Here’s are some of the Buffett quotes that seemed to have worked for investors in the challenging year:

‘Be fearful when others are greedy, and greedy when others are fearful’

With stock markets globally taking a hit on pandemic woes, something never before seen happened on Dalal Street. While the market was gripped with the uncertainty over Covid-19 and its impact on the economy, new investors hit the Street in great numbers, taking the total demat count to 5,87,90,930 as of December 30, up 28 per cent or by 1.28 crore over the previous year. The risk paid off. Since March lows, the BSE Sensex rose 86 per cent, while the midcap and smallcap indices gained 87 per cent and 108 per cent, respectively. All in all, the domestic investors ended the year gaining Rs 32 lakh crore in wealth, as suggested by the surge in BSE market value.

‘Whether we’re talking about socks or stocks, I like buying quality merchandise, when it is marked down’

Quality comes at a cost, and growth is good only when the return on equity is greater than the cost of capital. But thanks to Covid fears, nearly 180-odd stocks from the BSE500 pack had plunged over 50 per cent in the first three months of Calendar 2020. Nearly 300-odd stocks had tanked over 40 per cent by March! That steep selloff gave investors “the marked-down prices” they were looking for in January, when the benchmark indices were ruling at record high levels. The price one pays for a stock eventually determines the return on that investment. The strategy should be to buy quality companies at ‘marked down’ prices when available.

‘Opportunities come infrequently. When it rains gold, put out the bucket, not the thimble’

One should seize great opportunities that come along. Not one or two, but nearly 260 stocks from the BSE500 index doubled money for those investors who bought them at 52-week lows.
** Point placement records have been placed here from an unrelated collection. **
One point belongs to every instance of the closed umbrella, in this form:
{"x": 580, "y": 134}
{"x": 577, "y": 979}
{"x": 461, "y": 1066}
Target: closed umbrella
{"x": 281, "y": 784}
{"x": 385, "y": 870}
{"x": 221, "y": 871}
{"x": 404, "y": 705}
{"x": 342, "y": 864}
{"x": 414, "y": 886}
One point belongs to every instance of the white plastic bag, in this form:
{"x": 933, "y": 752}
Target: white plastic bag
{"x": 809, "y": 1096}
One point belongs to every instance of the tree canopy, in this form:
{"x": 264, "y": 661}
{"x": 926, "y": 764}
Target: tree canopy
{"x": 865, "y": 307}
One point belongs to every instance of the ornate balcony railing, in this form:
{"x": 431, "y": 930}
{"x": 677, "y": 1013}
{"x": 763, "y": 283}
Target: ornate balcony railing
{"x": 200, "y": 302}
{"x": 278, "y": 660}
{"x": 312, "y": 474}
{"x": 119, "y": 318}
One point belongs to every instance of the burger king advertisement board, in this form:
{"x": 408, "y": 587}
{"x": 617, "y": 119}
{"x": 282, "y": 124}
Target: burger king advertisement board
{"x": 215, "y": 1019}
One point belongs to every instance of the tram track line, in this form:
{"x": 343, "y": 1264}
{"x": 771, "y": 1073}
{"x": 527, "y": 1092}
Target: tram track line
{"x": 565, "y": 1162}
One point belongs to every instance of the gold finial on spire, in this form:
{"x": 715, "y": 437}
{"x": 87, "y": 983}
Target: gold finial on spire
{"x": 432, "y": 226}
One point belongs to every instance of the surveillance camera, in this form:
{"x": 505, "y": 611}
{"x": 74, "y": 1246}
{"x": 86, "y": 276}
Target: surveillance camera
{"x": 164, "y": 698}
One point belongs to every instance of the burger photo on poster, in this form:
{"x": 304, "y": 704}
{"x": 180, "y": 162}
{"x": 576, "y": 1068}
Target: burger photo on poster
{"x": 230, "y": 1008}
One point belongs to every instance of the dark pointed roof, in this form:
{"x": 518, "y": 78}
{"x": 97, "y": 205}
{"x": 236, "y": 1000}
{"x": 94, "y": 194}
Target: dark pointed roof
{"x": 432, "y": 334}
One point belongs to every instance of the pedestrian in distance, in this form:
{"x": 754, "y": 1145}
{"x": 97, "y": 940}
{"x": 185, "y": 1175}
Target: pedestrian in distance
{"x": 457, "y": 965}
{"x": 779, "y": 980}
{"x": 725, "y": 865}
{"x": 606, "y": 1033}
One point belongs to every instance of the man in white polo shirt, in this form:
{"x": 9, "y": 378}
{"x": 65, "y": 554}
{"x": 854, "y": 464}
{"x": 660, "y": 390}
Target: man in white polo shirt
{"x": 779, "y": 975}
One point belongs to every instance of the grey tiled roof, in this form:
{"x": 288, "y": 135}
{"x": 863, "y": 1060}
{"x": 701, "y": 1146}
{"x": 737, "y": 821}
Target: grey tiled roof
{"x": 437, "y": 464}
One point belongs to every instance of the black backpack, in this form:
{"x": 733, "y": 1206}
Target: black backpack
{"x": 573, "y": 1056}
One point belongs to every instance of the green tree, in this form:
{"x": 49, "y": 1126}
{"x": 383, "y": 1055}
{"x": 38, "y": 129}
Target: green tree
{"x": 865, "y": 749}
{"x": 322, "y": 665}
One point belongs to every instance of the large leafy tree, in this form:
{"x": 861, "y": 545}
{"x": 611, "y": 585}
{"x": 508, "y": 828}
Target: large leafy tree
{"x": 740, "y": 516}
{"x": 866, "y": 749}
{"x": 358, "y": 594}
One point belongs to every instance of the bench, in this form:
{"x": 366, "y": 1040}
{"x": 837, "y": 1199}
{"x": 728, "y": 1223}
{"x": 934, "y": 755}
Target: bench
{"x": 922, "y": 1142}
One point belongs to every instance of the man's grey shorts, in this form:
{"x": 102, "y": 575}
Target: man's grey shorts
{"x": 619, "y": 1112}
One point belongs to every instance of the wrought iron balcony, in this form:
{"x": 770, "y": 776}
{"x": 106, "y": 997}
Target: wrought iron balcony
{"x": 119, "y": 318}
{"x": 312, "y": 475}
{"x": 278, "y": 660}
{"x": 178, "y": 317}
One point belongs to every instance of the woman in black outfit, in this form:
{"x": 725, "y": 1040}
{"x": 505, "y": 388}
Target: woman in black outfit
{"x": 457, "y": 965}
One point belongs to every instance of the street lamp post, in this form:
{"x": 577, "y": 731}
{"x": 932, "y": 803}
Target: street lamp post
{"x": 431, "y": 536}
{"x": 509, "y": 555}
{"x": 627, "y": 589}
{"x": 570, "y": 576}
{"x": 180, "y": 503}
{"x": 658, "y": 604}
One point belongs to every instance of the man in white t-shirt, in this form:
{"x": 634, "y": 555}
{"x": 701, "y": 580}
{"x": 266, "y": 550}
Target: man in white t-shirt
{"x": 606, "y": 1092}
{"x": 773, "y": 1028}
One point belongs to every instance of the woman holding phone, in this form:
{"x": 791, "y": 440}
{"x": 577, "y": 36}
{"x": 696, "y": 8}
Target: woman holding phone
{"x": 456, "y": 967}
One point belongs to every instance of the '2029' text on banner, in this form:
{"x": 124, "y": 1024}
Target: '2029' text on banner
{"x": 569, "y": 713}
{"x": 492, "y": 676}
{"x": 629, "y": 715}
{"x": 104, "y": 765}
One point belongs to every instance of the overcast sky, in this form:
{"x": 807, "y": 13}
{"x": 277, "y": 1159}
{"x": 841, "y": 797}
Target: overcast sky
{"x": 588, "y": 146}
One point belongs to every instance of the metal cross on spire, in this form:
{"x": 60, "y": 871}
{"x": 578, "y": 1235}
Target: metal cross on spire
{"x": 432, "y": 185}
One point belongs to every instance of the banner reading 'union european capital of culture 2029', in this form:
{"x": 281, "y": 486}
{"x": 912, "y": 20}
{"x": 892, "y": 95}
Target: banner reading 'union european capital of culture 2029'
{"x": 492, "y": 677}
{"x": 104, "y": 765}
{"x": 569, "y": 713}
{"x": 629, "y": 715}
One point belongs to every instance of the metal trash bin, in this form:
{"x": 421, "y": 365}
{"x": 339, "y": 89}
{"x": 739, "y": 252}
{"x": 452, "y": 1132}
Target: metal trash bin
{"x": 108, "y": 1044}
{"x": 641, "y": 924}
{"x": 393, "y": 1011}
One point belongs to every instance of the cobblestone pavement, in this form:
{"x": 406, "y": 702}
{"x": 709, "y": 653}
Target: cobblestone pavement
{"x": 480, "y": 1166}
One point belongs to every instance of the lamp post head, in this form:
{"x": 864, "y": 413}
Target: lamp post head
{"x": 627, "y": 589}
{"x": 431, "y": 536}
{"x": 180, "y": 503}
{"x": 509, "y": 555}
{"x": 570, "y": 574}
The list just does not include midcap and smallcap names, but also largecaps. The list included IndusInd Bank, which has rallied 288 per cent from its 52-week low of Rs 235. Bajaj Finance has climbed 191 per cent from its 52-week low of Rs 1,783. Tata Motors, JSW Steel, Mahindra & Mahindra, Hindalco and Tata Steel are some other largecaps that have risen 150-180 per cent from their 52-week lows. Overall, 21 Nifty stocks doubled investor money from 52-week lows.

‘The stock market is designed to transfer money from the active to the patient.’
Those who sat tight when the Sensex nosedived from record highs in January still made money in the challenging year. Sensex hit a high of 47,807 this past week rising from the 41,000-odd level, the record high in January. It is, however, yet to be seen whether the new investors entering the market since March are here for the long haul.

“I would say, they will be more day-trading types. There would be people who will be taking profits off very quickly. There will be people who will be booking losses quickly. They will be some fearless others in terms of where the markets are going. Those investors do not have experience of the past, which is the biggest asset as well as liability. They will bring in a lot of volatility and a lot of depth in terms of liquidity on various counters,” market veteran Raamdeo Agrawal told ETNOW in an exclusive interview.

‘If you are not investing, you’re doing it wrong’

Buffett says people should not find comfort in cash equivalents. If they do, they might have opted for a terrible long-term asset, one that pays virtually nothing and is certain to depreciate in value. The Covid year was one such where returns on saving accounts and fixed deposits took a hit. Inflation, on the other hand, remained fairly high, with the November print coming in at 6.93 per cent and October print at 7.61 per cent. Equities, though risky, delivered 15 per cent return during the period. Investment in gold, considered a safe haven, in fact delivered handsome returns for the year. Inflation raises the price of goods and services and, thus, reduces the value of goods one can buy with the same amount of money over time.